The coffin with the remains of Abigael Guzmán. AFP

A few hours earlier and under heavy police protection, the body had been transferred from the morgue in Callao to the crematorium of the naval hospital, located a short distance in the same port.

Authorities did not allow press entry and did not indicate whether there was a film or graphic recording of the cremation, which right-wing parliamentarians had claimed.

The act coincided with the Institutional Armed Forces Day, which Peru celebrates this Friday.

“On the day of the Armed Forces, the executive complied with the cremation and final disposal of the ashes of the genocidal Abimael Guzmán. Today more than ever, we defend the memory of the thousands of Peruvians killed by terror”, the interior minister tweeted.

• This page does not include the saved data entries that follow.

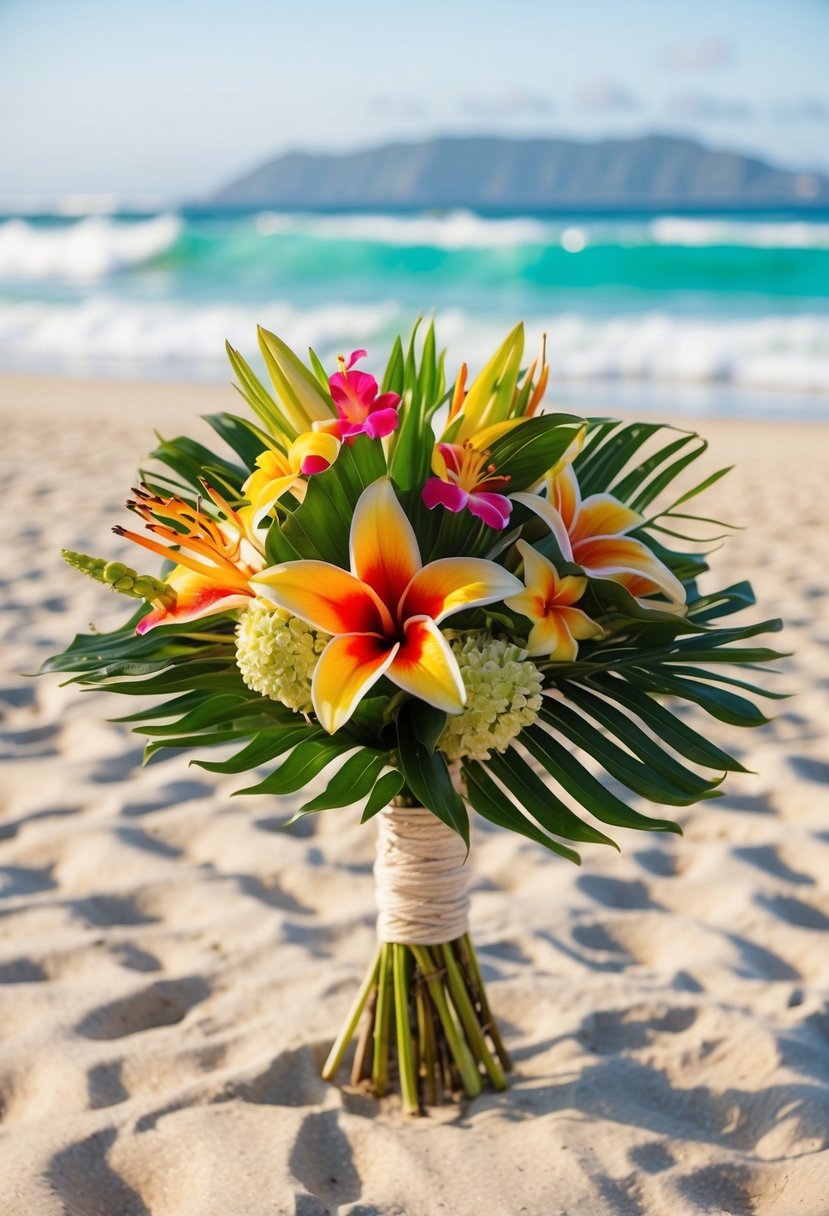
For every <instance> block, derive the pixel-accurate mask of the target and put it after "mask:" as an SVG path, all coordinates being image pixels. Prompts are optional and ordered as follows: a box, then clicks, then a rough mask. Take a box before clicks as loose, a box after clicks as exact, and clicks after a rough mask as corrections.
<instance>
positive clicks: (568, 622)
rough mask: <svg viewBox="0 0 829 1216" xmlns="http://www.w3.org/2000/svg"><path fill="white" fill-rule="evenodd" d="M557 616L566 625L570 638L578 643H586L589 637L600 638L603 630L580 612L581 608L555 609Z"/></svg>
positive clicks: (603, 632)
mask: <svg viewBox="0 0 829 1216" xmlns="http://www.w3.org/2000/svg"><path fill="white" fill-rule="evenodd" d="M557 614H558V617H559V619H560V620H562V621H563V623H564V624H565V625H566V627H568V630H569V631H570V634H571V636H573V637H575V638H577V640H579V641H580V642H585V641H587V638H591V637H602V635H603V634H604V630H603V629H602V626H600V625H597V624H596V621H594V620H591V618H590V617H588V615H587V613H586V612H582V610H581V608H568V607H566V606H565V607H563V608H557Z"/></svg>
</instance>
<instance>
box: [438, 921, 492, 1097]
mask: <svg viewBox="0 0 829 1216" xmlns="http://www.w3.org/2000/svg"><path fill="white" fill-rule="evenodd" d="M438 948H439V950H440V952H441V956H442V959H444V966H445V968H446V978H447V980H449V991H450V996H451V997H452V1004H453V1006H455V1008H456V1010H457V1014H458V1018H459V1019H461V1025H462V1026H463V1030H464V1032H466V1036H467V1042H468V1043H469V1046H470V1048H472V1052H473V1054H474V1055H475V1057H476V1058H478V1059H479V1060H480V1063H481V1064H483V1065H484V1068H485V1069H486V1071H487V1074H489V1079H490V1081H491V1082H492V1087H494V1088H495V1090H506V1088H507V1079H506V1076H504V1075H503V1071H502V1069H501V1066H500V1064H498V1063H497V1060H495V1059H494V1058H492V1053H491V1052H490V1049H489V1047H487V1046H486V1040H485V1038H484V1035H483V1032H481V1029H480V1025H479V1024H478V1018H476V1017H475V1010H474V1008H473V1004H472V1001H470V998H469V993H468V992H467V987H466V985H464V983H463V975H462V974H461V968H459V967H458V964H457V961H456V958H455V955H453V953H452V944H451V942H446V944H444V945H442V946H439V947H438Z"/></svg>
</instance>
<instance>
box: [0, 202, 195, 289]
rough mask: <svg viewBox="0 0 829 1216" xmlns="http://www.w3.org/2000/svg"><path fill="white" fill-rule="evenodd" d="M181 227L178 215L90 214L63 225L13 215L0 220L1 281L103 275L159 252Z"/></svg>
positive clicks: (58, 279) (85, 277) (179, 218)
mask: <svg viewBox="0 0 829 1216" xmlns="http://www.w3.org/2000/svg"><path fill="white" fill-rule="evenodd" d="M181 232H182V221H181V219H180V218H179V216H177V215H156V216H153V218H152V219H148V220H136V221H123V220H113V219H109V218H107V216H100V215H90V216H86V218H85V219H81V220H78V221H75V223H73V224H64V225H60V226H40V225H36V224H32V223H29V221H28V220H23V219H10V220H6V221H5V223H4V224H0V281H2V280H5V281H16V280H18V281H19V280H50V278H52V280H67V278H73V280H78V278H79V280H95V278H102V277H105V276H106V275H111V274H113V272H114V271H118V270H124V269H126V268H130V266H137V265H140V264H142V263H146V261H151V260H152V259H153V258H158V257H159V254H162V253H164V252H165V250H168V249H170V248H171V247H173V246H174V244H175V243H176V241H177V240H179V237H180V235H181Z"/></svg>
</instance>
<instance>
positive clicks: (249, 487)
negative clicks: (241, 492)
mask: <svg viewBox="0 0 829 1216" xmlns="http://www.w3.org/2000/svg"><path fill="white" fill-rule="evenodd" d="M339 449H340V443H339V439H337V437H335V435H329V434H326V433H325V432H317V430H306V432H305V433H304V434H301V435H299V437H298V438H297V439H294V441H293V443H292V444H291V446H289V447H288V450H287V452H281V451H277V450H276V449H266V450H265V451H264V452H261V455H259V456H258V457H256V469H255V472H254V473H252V474H250V477H249V478H248V479H247V482H246V483H244V485H243V486H242V494H244V496H246V497H247V499H248V501H249V502H250V514H252V519H253V527H254V528H259V525H260V524H261V522H263V519H265V517H266V516H267V514H270V512H271V511H272V510H273V506H275V505H276V502H277V500H278V499H281V497H282V495H283V494H287V492H288V490H292V491H293V494H294V496H295V497H298V499H303V497H304V496H305V482H303V478H304V477H310V475H311V474H312V473H323V472H325V471H326V469H327V468H328V467H329V466H331V465H333V463H334V461H335V460H337V456H338V455H339Z"/></svg>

The dispute over the remains of Abigael Guzmán

The cremation ended a dispute between the authorities and the widow, who asked the prison to dispose of Guzmán’s remains and accused the government of “murder”.

Guzmán’s body had been in the possession of the prosecution since his death, after a prosecutor rejected the request of the imprisoned widow, Elena Yparaguirre, to bury him through a third person.

The prosecution, backed by a recent law, alleged national security reasons for cremating the body and not handing it over to the widow, fearing that the tomb would become a place of pilgrimage for the Shining Path, a group considered terrorist.

The Shining Path launched a “people’s war” marked by bloody actions between 1980 and 2000 in a conflict that left 70,000 dead, according to the Truth and Reconciliation Commission.